In many of my newsletters, I have emphasized the importance of practicing more often – on a schedule rather than using the popular hit-and-miss approach. In our fast-paced and achievement-oriented world, the prevailing wisdom often dictates that doing more leads to achieving more. However, there is a profound paradox hidden beneath this common belief - doing more sometimes results in achieving less. This may sound counterintuitive, but let’s take a closer look. Here’s what may happen.

  • Dilution of Focus: When we spread ourselves too thin by taking on numerous tasks and responsibilities, our attention becomes divided, making it difficult to concentrate on any single endeavor. As a result, the quality of our work suffers.
  • Reduced Efficiency: The quest to do more often leads to multitasking, a practice that, contrary to popular belief, may hamper productivity. When our brains have to constantly switch between tasks, we may actually accomplish less.
  • Burnout and Stress: The stress and pressure of trying to accomplish a multitude of tasks can lead to burnout. Burnout can not only affect our productivity but also our overall happiness and satisfaction with life.
  • Lack of Strategic Thinking: When we are preoccupied with doing more, we often neglect the important step of setting clear priorities and devising a strategic approach. Without a well-defined plan, our efforts become scattered, and we fail to make meaningful progress.
  • Quality vs. Quantity: It’s a common misconception that quantity always trumps quality.

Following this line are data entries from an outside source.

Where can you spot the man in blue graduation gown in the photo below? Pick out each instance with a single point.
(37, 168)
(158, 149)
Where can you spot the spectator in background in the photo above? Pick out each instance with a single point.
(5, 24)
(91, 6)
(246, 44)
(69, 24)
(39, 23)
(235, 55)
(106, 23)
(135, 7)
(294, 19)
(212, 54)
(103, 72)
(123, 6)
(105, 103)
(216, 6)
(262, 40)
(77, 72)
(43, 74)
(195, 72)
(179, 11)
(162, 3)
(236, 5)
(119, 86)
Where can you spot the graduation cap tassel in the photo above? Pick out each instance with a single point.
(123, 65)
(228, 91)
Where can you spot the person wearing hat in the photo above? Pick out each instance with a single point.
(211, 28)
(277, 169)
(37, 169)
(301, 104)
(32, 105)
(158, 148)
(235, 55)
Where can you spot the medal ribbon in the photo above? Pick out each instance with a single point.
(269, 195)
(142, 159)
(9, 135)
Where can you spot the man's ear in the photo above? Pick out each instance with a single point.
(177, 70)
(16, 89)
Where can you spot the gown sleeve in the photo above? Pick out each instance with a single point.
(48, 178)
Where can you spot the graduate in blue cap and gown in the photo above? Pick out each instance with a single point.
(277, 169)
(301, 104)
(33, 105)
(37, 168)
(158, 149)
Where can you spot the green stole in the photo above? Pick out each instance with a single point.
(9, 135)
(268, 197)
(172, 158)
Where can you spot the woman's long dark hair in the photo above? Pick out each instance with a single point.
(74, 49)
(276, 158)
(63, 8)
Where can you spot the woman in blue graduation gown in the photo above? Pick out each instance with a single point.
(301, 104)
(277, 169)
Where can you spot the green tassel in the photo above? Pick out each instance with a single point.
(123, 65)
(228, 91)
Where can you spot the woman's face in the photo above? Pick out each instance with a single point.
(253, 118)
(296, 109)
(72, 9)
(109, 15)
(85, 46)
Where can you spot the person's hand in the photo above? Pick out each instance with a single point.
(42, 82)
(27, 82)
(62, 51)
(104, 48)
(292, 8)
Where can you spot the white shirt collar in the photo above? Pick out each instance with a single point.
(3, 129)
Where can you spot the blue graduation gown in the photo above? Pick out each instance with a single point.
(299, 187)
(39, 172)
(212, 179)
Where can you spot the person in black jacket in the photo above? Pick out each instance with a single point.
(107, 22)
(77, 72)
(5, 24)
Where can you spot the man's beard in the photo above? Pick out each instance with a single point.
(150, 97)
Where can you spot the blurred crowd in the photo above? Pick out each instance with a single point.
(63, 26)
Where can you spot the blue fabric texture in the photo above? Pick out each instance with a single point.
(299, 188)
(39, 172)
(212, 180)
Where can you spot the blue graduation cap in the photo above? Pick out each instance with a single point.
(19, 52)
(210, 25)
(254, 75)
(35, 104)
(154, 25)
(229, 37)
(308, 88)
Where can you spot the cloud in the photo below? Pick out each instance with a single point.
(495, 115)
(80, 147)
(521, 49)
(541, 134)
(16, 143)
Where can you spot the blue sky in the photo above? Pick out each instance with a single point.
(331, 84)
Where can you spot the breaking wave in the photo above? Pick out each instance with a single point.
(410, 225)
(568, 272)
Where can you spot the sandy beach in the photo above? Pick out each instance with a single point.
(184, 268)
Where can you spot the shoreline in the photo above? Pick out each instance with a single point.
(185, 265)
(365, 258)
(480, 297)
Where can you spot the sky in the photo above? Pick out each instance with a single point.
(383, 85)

In reality, achieving more should not be our sole goal; achieving meaningful, high-quality results should be the priority.
  • Overcommitment: Lastly, the desire to do more can lead to overcommitment. We may say yes to every opportunity, request, or project that comes our way, without considering our capacity. Overcommitting can lead to missed deadlines, unmet expectations, and a reputation for unreliability.

Now let’s apply that to your efforts to learn to play the dulcimer with a few practical examples.

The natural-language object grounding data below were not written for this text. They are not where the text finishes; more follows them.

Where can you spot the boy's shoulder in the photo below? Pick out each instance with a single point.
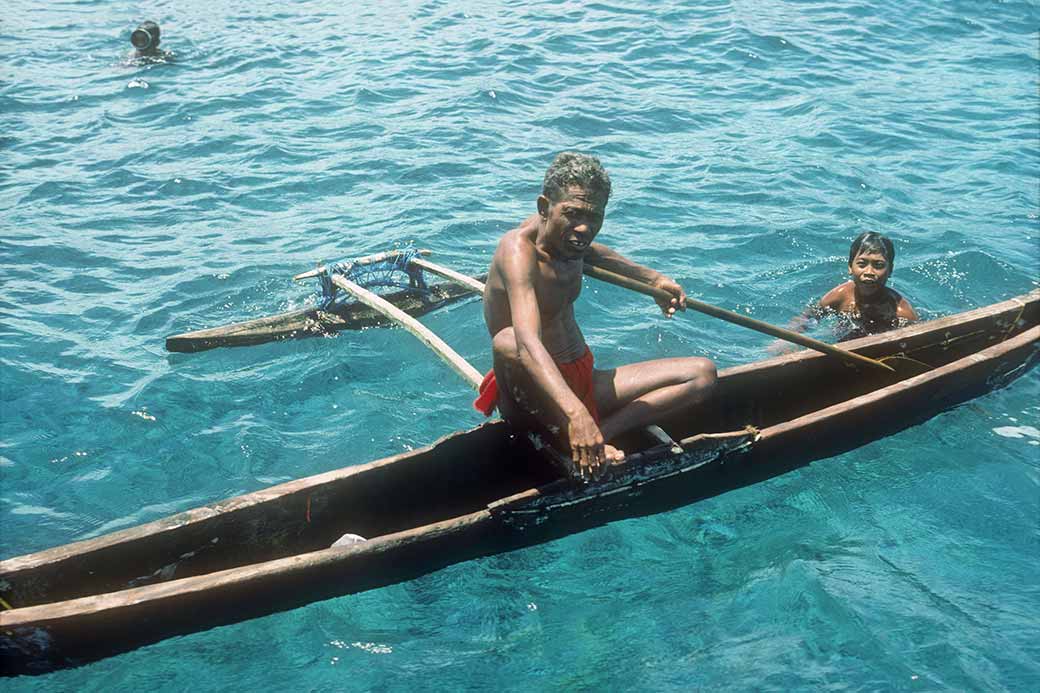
(838, 297)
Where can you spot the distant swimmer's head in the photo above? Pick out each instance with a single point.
(146, 39)
(871, 261)
(573, 200)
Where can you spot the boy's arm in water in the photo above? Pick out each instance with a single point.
(904, 310)
(601, 256)
(837, 300)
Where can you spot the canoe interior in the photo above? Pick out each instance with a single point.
(465, 472)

  • Just focus on one new skill a week, such as a new rhythm or a new technique.
  • Break difficult pieces down into bite-size pieces (measures) and zoom in on those for an entire week.
  • Don’t start more than one new tune at a time.
  • Create a practical way of measuring your progress, such as keeping a journal or posting a goal list with both tunes and techniques (skills) listed.
  • Remind yourself that Rome wasn’t built in a day, and neither will your dulcimer repertoire become extensive in a week.

It’s a Balancing Act

While the idea of doing more to achieve more has been deeply ingrained in our culture, it is essential to recognize the paradox it presents. To truly maximize our productivity and achieve meaningful goals, it is crucial to strike a balance between ambition and practicality, prioritizing quality over quantity, and carefully considering the consequences of our choices.